Que préconisez-vous ?  

 

c’est la poursuite ou non du retraitement des combustibles usés sur les installations de La Hague au-delà de 2040 comme prévu actuellement. Si le retraitement est poursuivi, il faudra réaliser un « grand carénage » dans les installations de La Hague, mais ce « grand carénage » ne sera certainement pas suffisant sur le long terme. Il faudra peut-être même reconstruire une installation si le retraitement ou le multi-retraitement est envisagé sur le long terme.  

c’est celui des déchets. Il y a eu de manière régulière en France l’élaboration d’un plan national de gestion des matières radioactives et des déchets. Le cinquième plan va être approuvé cette année. Il faut absolument que ce plan qui aura une durée de cinq ans soit le plan des solutions. Si des décisions ne sont pas prises dans les cinq ans qui viennent, il est clair que notre pays ne disposera pas à horizon de 15 ou 20 ans des bonnes solutions pour pouvoir traiter ses déchets. 

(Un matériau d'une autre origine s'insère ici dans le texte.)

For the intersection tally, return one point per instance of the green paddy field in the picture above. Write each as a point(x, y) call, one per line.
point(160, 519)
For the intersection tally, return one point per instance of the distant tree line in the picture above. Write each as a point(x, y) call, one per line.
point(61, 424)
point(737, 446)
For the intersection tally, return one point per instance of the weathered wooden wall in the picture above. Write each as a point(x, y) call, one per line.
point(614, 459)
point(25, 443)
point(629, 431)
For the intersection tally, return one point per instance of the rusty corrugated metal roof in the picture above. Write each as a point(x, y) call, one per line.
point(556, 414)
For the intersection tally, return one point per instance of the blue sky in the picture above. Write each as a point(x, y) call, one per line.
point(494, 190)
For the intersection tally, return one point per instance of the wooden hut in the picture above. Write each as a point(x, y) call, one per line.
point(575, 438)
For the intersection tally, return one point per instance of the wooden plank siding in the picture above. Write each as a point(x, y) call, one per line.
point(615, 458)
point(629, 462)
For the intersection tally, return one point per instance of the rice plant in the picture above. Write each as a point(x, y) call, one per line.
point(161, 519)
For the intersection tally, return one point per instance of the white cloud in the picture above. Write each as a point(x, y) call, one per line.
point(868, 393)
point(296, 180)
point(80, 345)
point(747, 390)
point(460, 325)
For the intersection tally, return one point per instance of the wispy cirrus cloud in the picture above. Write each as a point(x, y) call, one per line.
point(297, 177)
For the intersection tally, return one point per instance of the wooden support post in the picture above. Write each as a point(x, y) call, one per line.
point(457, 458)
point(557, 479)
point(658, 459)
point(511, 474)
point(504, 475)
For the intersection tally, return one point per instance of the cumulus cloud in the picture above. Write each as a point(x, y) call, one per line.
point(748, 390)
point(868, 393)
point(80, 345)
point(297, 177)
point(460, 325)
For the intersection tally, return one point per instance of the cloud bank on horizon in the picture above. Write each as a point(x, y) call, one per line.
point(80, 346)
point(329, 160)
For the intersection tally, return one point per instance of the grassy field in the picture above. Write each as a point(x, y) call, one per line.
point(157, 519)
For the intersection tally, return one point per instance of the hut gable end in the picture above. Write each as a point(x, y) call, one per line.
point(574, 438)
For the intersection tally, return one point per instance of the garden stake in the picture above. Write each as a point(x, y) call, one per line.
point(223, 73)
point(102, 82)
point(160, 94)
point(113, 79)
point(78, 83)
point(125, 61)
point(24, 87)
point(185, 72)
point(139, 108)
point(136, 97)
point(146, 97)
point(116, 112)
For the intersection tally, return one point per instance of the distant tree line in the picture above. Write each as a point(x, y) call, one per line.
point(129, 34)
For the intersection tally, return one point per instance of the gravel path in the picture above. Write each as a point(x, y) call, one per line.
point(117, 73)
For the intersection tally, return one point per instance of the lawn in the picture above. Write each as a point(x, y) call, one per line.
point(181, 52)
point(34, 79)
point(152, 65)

c’est celui des capacités industrielles et la gestion des déchets.  

Cela suppose de la part de l’ensemble des acteurs l’Etat, les exploitants, les fabricants, la filière, mais aussi les territoires, les élus, vraisemblablement les filières de formation professionnelle une mobilisation sans précédent. Il faut un véritable « plan Marshall » pour tracer des perspectives à la fois robustes, réalistes et réalisables, permettant aux industriels de la filière de s’engager.  

La crise de l’énergie est aggravée en France par la faible disponibilité du parc nucléaire, dont la production est au plus bas notamment à cause du phénomène de corrosion sous contrainte touchant certains réacteurs. La sévérité de l’Autorité de sûreté nucléaire dans ses contrôles est parfois mise en cause comme un des éléments expliquant les baisses de production. Que répondez-vous ?  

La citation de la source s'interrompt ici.